Mailing List Archive

SQL Injection Vulnerability?
Fellow Bricoleurs,

Google Alerts notified me of this page yesterday:

http://packetstormsecurity.org/files/113840/bricolagecms-sqlxss.txt

We should not have any SQL injection vulnerabilities, because all of our code *should* be using placeholders. Can anyone confirm? (I'm not equipped to load it up and test right now.)

Thanks,

David
Re: SQL Injection Vulnerability? [ In reply to ]
Hi David,

Hmm, the demo:

> DEMO:
> A)Persistent XSS
> 1. http://localhost/admin/profile/output_channel/
> DEMO: http://demo.bricolagecms.org/admin/profile/output_channel/
> In 'Name' and 'Description' field,
> POST DATA= "'-->><script>alert(0)</script>
>
> 2. http://localhost/admin/profile/source/
> DEMO: http://demo.bricolagecms.org/admin/profile/source/
> In 'Source Name' and 'description' field,
> POST DATA= "'-->><script>alert(0)</script>
>
> B)SQL error pages on reflected XSS/malicious char(Info Disclosure)
> 1. http://localhost/admin/profile/element_type/
> Demo: http://demo.bricolagecms.org/admin/profile/element_type/
> In 'Source Name' and 'description' field,
> POST DATA= "'-->><script>alert(0)</script>


looks like cross site scripting (i.e. entering html into fields, output
is not escaped when displayed).

No info that I can see on actual sql injection.

Cheers,

Alex
Re: SQL Injection Vulnerability? [ In reply to ]
On Jun 20, 2012, at 6:56 PM, Alex Krohn wrote:

>> B)SQL error pages on reflected XSS/malicious char(Info Disclosure)
>> 1. http://localhost/admin/profile/element_type/
>> Demo: http://demo.bricolagecms.org/admin/profile/element_type/
>> In 'Source Name' and 'description' field,
>> POST DATA= "'-->><script>alert(0)</script>
>
>
> looks like cross site scripting (i.e. entering html into fields, output
> is not escaped when displayed).
>
> No info that I can see on actual sql injection.

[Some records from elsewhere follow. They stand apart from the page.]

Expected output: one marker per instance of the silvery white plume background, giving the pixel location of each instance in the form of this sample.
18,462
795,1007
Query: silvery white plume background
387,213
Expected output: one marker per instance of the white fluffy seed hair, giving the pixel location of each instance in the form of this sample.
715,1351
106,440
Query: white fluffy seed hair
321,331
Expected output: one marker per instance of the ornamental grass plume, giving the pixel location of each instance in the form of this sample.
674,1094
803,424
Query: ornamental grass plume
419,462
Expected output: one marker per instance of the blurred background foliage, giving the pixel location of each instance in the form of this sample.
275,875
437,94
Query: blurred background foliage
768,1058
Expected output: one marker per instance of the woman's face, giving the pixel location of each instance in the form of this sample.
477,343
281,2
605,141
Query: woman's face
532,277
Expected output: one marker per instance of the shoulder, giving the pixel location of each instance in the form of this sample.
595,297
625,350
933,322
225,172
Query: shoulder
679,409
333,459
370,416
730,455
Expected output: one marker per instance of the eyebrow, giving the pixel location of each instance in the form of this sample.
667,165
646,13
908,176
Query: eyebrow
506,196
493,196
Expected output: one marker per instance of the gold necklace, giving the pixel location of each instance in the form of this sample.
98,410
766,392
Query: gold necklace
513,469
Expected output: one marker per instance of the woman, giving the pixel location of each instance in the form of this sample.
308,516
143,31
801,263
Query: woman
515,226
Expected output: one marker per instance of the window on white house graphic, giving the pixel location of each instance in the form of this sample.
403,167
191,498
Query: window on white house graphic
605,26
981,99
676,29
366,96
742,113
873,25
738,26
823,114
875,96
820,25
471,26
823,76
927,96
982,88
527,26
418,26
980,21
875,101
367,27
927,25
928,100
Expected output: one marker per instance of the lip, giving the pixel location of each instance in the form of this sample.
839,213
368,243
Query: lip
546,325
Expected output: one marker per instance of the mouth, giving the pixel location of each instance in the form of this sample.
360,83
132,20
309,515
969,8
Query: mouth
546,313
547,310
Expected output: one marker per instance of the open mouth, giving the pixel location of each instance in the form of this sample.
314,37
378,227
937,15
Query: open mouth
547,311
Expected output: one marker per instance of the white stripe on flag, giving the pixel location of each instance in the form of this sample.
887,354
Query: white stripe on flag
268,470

Well that's confusing. Do we have an XSS vulnerability? And if we do, does it really matter?

David
Re: SQL Injection Vulnerability? [ In reply to ]
> >> B)SQL error pages on reflected XSS/malicious char(Info Disclosure)
> >> 1. http://localhost/admin/profile/element_type/
> >> Demo: http://demo.bricolagecms.org/admin/profile/element_type/
> >> In 'Source Name' and 'description' field,
> >> POST DATA= "'-->><script>alert(0)</script>
> >
> >
> > looks like cross site scripting (i.e. entering html into fields, output
> > is not escaped when displayed).
> >
> > No info that I can see on actual sql injection.
>
> Well that's confusing. Do we have an XSS vulnerability? And if we do, does it really matter?

I tested it out on demo.bricolagecms.org and put script tags in and
everywhere I could see it was escaped. Quite possible someplaces it
might not be though.

Cheers,

Alex
Re: SQL Injection Vulnerability? [ In reply to ]
On 06/20/12 14:40, Alex Krohn wrote:
>>>> B)SQL error pages on reflected XSS/malicious char(Info Disclosure)
>>>> 1. http://localhost/admin/profile/element_type/
>>>> Demo: http://demo.bricolagecms.org/admin/profile/element_type/
>>>> In 'Source Name' and 'description' field,
>>>> POST DATA= "'-->><script>alert(0)</script>
>>>
>>>
>>> looks like cross site scripting (i.e. entering html into fields, output
>>> is not escaped when displayed).
>>>
>>> No info that I can see on actual sql injection.
>>
>> Well that's confusing. Do we have an XSS vulnerability? And if we do, does it really matter?
>
> I tested it out on demo.bricolagecms.org and put script tags in and
> everywhere I could see it was escaped. Quite possible someplaces it
> might not be though.

I think the issue is when you then search for that element type. The
element name isn't html escaped in the search results.

Adrian
Re: SQL Injection Vulnerability? [ In reply to ]
On Jun 20, 2012, at 11:50 PM, Adrian Yee wrote:

> I think the issue is when you then search for that element type. The element name isn't html escaped in the search results.

Ah. Would you mind filing a bug report about that, Adrian?